Bridging Clinical Practice, Research and Patient Voice

Insightful blog from Andy Kelly about how better decisions in inflammatory arthritis are made when clinical insight and patient voice stand side by side.

Bridging Clinical Practice, Research and Patient Voice in Inflammatory Arthritis – Andy Kelly

Inflammatory arthritis (IA) is complex, fluctuating, and often invisible. While commonly associated with joint pain and stiffness, it is a systemic condition that affects physical, emotional, and social wellbeing. Across the UK, hundreds of thousands of people live with IA, navigating uncertainty, fatigue, and the wider life impact of a chronic condition.

As a clinician, educator, and patient research partner, I’ve increasingly recognised that improving outcomes in IA requires more than clinical expertise, it requires genuine collaboration with those who live with the condition(s) every day.
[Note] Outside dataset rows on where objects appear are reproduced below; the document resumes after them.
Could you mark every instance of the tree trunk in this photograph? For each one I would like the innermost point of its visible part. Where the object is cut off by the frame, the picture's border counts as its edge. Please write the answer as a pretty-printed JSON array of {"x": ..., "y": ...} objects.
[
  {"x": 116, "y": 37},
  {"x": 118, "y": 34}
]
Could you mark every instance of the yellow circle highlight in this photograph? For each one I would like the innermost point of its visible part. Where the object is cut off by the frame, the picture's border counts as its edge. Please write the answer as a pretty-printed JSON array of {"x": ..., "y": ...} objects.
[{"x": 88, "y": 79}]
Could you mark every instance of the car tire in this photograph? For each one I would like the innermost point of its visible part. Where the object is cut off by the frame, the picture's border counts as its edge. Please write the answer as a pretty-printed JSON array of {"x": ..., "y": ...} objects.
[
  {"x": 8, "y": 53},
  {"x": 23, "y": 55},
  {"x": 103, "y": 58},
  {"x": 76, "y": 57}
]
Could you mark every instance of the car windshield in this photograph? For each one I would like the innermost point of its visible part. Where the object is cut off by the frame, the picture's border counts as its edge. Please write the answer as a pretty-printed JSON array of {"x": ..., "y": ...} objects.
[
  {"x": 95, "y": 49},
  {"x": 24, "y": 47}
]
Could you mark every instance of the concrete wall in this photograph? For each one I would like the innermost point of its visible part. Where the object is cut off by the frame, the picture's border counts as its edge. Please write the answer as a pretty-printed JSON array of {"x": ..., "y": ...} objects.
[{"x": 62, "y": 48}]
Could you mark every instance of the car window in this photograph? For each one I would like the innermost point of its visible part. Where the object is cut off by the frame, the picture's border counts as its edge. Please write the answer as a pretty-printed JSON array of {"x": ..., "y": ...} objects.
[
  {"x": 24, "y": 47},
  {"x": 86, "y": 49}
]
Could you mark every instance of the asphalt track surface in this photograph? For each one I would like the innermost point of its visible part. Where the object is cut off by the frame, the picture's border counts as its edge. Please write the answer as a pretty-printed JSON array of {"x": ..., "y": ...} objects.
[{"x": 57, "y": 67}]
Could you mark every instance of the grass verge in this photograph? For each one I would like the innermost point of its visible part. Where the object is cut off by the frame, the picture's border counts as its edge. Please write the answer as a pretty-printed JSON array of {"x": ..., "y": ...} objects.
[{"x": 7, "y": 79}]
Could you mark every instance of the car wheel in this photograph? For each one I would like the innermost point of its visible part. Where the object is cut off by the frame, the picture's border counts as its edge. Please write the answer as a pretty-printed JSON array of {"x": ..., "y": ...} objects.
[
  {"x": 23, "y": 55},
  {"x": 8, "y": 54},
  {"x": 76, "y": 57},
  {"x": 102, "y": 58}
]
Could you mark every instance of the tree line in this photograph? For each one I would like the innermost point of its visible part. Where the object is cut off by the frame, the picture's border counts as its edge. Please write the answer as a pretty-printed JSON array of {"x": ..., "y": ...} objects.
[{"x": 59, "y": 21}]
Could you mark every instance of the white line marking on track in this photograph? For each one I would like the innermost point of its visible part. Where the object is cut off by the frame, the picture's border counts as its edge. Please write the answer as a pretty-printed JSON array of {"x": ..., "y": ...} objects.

I am a Senior Lecturer, where I teach across undergraduate and postgraduate programmes and continue to practise clinically in musculoskeletal health. My background spans NHS practice, private care, and high-performance sport, including work with national governing bodies. This has shaped my focus on function, activity, and quality of life-priorities that strongly align with what matters most to people living with inflammatory arthritis.  

Why Patient Voice Matters

Organisations like Inflammatory Arthritis UK are leading a critical shift in how IA is understood. As a patient-led charity, its mission is centred on empowering individuals, building resilience, and ensuring that no one feels alone in their experience. This reflects a broader movement across healthcare: recognising that lived experience is not an “add-on,” but essential expertise.

Historically, research was often done on patients. Increasingly, it is being done with patients and this distinction matters.

Through my involvement in research collaborations in psoriatic arthritis, including priority setting partnerships and patient-informed trial design, I’ve seen how co-production improves both the relevance and impact of research. When people with lived experience are involved meaningfully, research asks better questions, produces more practical outcomes, and is more likely to influence care.

If there is one key lesson from my journey so far, it is this: we make better decisions when we listen.

By bringing together clinical expertise, research insight, and lived experience, we can move towards a model of care and research that truly reflects the realities of inflammatory arthritis and ultimately improves the lives of those affected.